Rank-metric codes over arbitrary fields: Bounds and constructions

TL;DR

This paper surveys the theoretical foundations, bounds, and constructions of rank-metric codes over various fields, highlighting their mathematical properties, limitations, and potential for future research beyond finite fields.

Contribution

It extends the study of rank-metric codes to arbitrary fields, discusses bounds and constructions, and explores their mathematical connections and open problems.

Findings

Singleton-like bounds are sharp over finite fields.

Constructions of MRD codes over cyclic Galois extensions are presented.

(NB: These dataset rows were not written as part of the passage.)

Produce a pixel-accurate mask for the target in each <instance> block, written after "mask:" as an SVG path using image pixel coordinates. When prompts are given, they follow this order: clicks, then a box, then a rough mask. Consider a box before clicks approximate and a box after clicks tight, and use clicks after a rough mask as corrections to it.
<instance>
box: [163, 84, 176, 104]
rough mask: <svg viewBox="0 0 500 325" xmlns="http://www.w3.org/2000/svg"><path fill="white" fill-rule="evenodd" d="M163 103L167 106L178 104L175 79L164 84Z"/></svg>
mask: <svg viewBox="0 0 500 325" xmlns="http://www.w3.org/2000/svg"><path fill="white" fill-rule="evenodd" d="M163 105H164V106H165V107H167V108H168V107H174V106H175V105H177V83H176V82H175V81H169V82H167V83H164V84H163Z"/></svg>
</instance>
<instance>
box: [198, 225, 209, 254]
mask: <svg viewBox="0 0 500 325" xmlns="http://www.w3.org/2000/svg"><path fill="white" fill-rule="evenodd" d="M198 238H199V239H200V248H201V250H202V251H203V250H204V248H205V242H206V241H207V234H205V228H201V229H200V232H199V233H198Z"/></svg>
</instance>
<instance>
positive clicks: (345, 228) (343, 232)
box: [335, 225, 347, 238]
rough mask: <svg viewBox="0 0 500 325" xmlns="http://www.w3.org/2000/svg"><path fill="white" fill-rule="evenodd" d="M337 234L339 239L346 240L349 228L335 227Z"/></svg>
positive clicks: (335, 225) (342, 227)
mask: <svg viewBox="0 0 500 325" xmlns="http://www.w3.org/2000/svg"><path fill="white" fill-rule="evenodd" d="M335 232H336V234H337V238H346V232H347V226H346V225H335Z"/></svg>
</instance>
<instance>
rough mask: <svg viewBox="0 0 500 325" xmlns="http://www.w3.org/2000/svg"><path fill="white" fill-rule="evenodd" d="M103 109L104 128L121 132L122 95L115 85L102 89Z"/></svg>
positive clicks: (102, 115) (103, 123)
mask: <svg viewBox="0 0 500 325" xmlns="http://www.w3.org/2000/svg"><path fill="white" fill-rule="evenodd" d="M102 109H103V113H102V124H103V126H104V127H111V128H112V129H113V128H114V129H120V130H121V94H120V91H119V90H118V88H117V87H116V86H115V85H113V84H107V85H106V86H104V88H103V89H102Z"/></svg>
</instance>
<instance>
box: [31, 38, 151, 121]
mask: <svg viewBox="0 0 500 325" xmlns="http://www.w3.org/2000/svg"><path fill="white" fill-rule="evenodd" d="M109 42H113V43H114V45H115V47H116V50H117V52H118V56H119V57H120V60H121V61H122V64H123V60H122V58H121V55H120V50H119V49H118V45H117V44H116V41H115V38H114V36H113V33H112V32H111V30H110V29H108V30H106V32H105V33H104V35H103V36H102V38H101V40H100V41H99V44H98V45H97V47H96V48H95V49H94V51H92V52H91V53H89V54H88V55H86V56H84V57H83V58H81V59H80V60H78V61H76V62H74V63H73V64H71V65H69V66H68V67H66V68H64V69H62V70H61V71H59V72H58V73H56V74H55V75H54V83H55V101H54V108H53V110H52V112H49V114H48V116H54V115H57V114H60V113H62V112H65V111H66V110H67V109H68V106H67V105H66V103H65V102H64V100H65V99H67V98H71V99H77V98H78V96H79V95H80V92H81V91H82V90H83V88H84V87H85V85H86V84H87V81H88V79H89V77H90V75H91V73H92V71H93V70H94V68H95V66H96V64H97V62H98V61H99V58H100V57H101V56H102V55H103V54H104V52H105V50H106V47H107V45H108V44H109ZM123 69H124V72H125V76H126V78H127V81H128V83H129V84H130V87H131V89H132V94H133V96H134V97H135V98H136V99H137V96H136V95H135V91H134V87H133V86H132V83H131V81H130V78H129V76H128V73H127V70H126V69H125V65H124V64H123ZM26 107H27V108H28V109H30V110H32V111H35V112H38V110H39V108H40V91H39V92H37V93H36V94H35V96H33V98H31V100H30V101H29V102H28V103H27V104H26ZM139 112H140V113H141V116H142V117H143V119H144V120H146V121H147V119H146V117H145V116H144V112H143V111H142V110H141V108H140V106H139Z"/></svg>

Results over algebraically closed fields and real numbers are reviewed.

Abstract

Rank-metric codes, defined as sets of matrices over a finite field with the rank distance, have gained significant attention due to their applications in network coding and connections to diverse mathematical areas. Initially studied by Delsarte in 1978 and later rediscovered by Gabidulin, these codes have become a central topic in coding theory. This paper surveys the development and mathematical foundations, in particular, regarding bounds and constructions of rank-metric codes, emphasizing their extension beyond finite fields to more general settings. We examine Singleton-like bounds on code parameters, demonstrating their sharpness in finite field cases and contrasting this with contexts where the bounds are not tight. Furthermore, we discuss constructions of Maximum Rank Distance (MRD) codes over fields with cyclic Galois extensions and the relationship between linear rank-metric codes with systems and evasive subspaces. The paper also reviews results for algebraically closed fields and real numbers, previously appearing in the context of topology and measure theory. We conclude by proposing future research directions, including conjectures on MRD code existence and the exploration of rank-metric codes over various field extensions.